The allegations include claims that missile-defense contracts were improperly awarded to a company headed by Jay Garner, who last year served briefly as the top U.S. administrator in Iraq.
The Pentagon's Missile Defense Agency confirmed two weeks ago that an investigation is ongoing, after the Independent requested records regarding the original allegations. A spokesman said the agency couldn't release the records because they had been handed over to law-enforcement agents.
"The documents you had requested were included in documents that were provided to the FBI and Army Criminal Investigative Division in conjunction with an investigation underway," wrote the spokesman, Richard Lehner, in an e-mail message.
It is the first time the Pentagon has confirmed that criminal investigators are looking into the claims, which were made almost two years ago by Biff Baker, a former lieutenant colonel at the Army Space Command in Colorado Springs.
It is unclear, however, whether Baker's allegations are the main focus of the investigation.
Millions and millions of dollars
Baker raised concerns about missile-defense contracting practices while working for a civilian contractor, COLSA Corp., in Colorado Springs in March of 2001. Shortly after reporting his concerns to a high-ranking Missile Defense Agency official, Baker was fired from his job. His situation was detailed in an extensive June 13, 2002, Independent cover story, which can be read online at www.csindy.com.

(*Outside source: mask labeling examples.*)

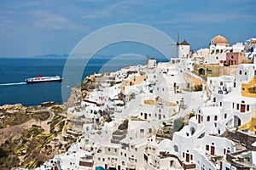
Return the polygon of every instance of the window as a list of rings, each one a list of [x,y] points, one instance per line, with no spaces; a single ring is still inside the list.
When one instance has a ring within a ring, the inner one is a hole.
[[[207,74],[212,74],[212,70],[207,70]]]
[[[208,144],[206,145],[206,150],[209,150],[209,145]]]
[[[174,151],[178,152],[178,148],[177,145],[174,145],[173,146]]]
[[[197,139],[202,139],[205,137],[205,133],[202,133]]]
[[[249,111],[249,110],[250,110],[250,105],[247,105],[247,111]]]
[[[223,85],[223,82],[219,82],[219,85],[222,86],[222,85]]]

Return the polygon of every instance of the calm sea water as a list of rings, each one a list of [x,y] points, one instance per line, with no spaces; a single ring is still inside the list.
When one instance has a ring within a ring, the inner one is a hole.
[[[44,101],[62,102],[61,82],[26,84],[24,81],[38,74],[61,76],[65,62],[66,59],[0,59],[0,105],[15,103],[35,105]],[[94,71],[97,72],[102,65],[88,65],[86,71],[84,71],[84,77]]]
[[[67,59],[0,59],[0,105],[4,104],[21,103],[24,105],[40,105],[44,101],[55,101],[61,103],[61,83],[63,82],[44,82],[26,84],[26,78],[42,76],[62,76],[63,68]],[[98,72],[106,66],[108,60],[95,59],[90,60],[83,73],[83,77]],[[123,66],[134,64],[146,64],[146,60],[137,60],[131,63],[113,61],[109,71],[116,71]],[[76,68],[80,62],[73,66],[73,74],[76,74]],[[108,69],[107,69],[108,70]],[[106,71],[106,68],[105,68]],[[64,80],[66,81],[66,80]],[[70,83],[71,88],[75,84]],[[67,98],[65,99],[65,101]],[[65,102],[64,101],[64,102]]]

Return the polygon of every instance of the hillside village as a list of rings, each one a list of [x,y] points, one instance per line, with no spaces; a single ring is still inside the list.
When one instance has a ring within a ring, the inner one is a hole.
[[[84,121],[61,136],[76,142],[37,169],[256,169],[256,38],[209,42],[86,77],[67,108]]]

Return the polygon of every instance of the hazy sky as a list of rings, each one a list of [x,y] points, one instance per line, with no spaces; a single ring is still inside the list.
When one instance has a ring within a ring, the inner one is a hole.
[[[127,22],[173,39],[178,31],[192,49],[207,47],[218,34],[232,44],[256,37],[256,1],[1,0],[0,56],[69,54],[94,31]]]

According to Baker, military agencies had awarded missile-defense contracts worth tens of millions of dollars to a California-based contractor, SY Technology, without seeking competitive bids as required by federal law.
SY's president, retired three-star Army Gen. Garner, previously headed the Huntsville, Ala.-based Space and Missile Defense Command, an arm of the Missile Defense Agency. He was also the assistant vice chief of staff for the Army and served on a space-weapons advisory commission chaired by Secretary of Defense Donald Rumsfeld.

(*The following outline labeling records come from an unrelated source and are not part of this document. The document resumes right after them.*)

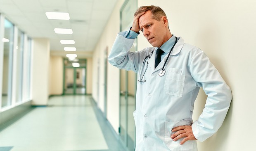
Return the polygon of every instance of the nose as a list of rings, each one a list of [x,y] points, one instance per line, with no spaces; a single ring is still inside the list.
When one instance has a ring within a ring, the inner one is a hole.
[[[148,36],[149,34],[149,32],[146,29],[143,29],[143,35],[145,37]]]

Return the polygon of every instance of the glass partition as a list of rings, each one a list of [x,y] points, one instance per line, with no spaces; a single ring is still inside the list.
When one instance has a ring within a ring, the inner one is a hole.
[[[121,10],[121,30],[127,31],[132,25],[137,0],[126,0]],[[131,51],[137,50],[137,39]],[[135,124],[133,114],[135,110],[137,76],[133,71],[120,72],[120,135],[129,151],[135,149]]]
[[[2,107],[11,103],[11,80],[13,50],[14,25],[8,20],[4,20],[3,70],[2,81]]]
[[[18,41],[15,50],[16,53],[16,102],[21,101],[22,91],[22,77],[23,66],[23,50],[24,42],[24,34],[20,30],[18,32]]]
[[[64,59],[64,94],[85,94],[86,60]]]

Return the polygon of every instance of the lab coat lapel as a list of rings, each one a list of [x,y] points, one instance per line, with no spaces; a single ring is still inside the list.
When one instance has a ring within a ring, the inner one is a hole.
[[[178,41],[177,42],[176,45],[174,46],[174,48],[173,48],[173,50],[172,52],[171,53],[170,55],[170,56],[169,57],[169,58],[168,59],[171,60],[171,56],[175,55],[180,53],[181,49],[183,47],[183,46],[184,44],[184,40],[181,38],[181,37],[178,37]],[[164,62],[166,61],[166,59],[167,59],[167,57],[168,56],[168,55],[169,53],[167,53],[166,55],[164,57],[164,59],[160,62],[158,66],[156,67],[156,68],[155,69],[155,61],[156,60],[156,51],[154,51],[153,53],[151,52],[150,53],[150,55],[151,55],[151,57],[148,60],[148,62],[149,62],[149,64],[150,68],[152,69],[154,72],[156,71],[163,68],[163,66],[164,66]],[[168,64],[168,61],[167,61],[167,62],[166,62],[166,64]]]
[[[156,60],[156,51],[154,51],[149,53],[149,55],[151,56],[150,58],[148,60],[149,62],[149,65],[150,67],[150,68],[152,70],[154,70],[155,69],[155,60]]]

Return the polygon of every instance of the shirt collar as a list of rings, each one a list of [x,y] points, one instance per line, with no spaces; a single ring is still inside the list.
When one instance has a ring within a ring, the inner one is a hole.
[[[175,36],[173,34],[171,37],[164,43],[160,48],[166,53],[168,53],[175,43]]]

In a 2001 court deposition that he gave in connection with a civil lawsuit, Garner acknowledged that his company received contract work from his old military buddies -- though he insisted it wasn't a case of cronyism.
"I get business from my friends, but it's not solicited by me," Garner said at the time. "It's given to us because of the quality of our company."
- Sean Cayton
- Biff Baker
In a subsequent interview, Garner said the contracts Baker had singled out in his allegations were extensions and add-ons to work that SY had won legitimately through competitive bidding.
SY Technology went on to sue Baker for libel and slander, claiming he had conspired with one of SY's competitors to defame the company. Baker's allegations had drawn attention from high-ranking military officials and caused SY to lose government contracts, the company claimed in the suit.
Baker eventually settled with SY, saying he couldn't afford to defend himself. He has not spoken publicly about the matter since.
Garner, meanwhile, rose to international prominence when, last February, the Pentagon tapped him to head U.S. reconstruction efforts in Iraq. Garner took leave from his company, which by then had been renamed SYColeman, to accept his new assignment. However, Garner was replaced after just two months by the current U.S. administrator, Paul Bremer, and went back to SY.
Unaware of the probe
Baker's allegations initially sparked inquiries by the General Accounting Office, which is an investigative arm of Congress, and the Army inspector general. Both dropped the matter after conducting preliminary inquiries.
Meanwhile, the Missile Defense Agency also said it would conduct its own internal investigation. When the Independent recently asked to see records on that investigation, the agency denied the request, stating that releasing the information would "deprive an individual of the right to an impartial adjudication" -- suggesting that a law-enforcement action was pending.
Asked to clarify, agency spokesman Lehner said the records had been handed over to the FBI and the Army Criminal Investigation Division.
FBI and Army officials with direct knowledge of the investigation couldn't be reached by press time.
Garner, meanwhile, said he was unaware of the probe.
"I don't know anything about it," he said when reached by phone. "That's the first I've heard of it."
Baker's allegations have been examined extensively already, and no wrongdoing was found, Garner noted.
"There's nothing there at all," Garner said.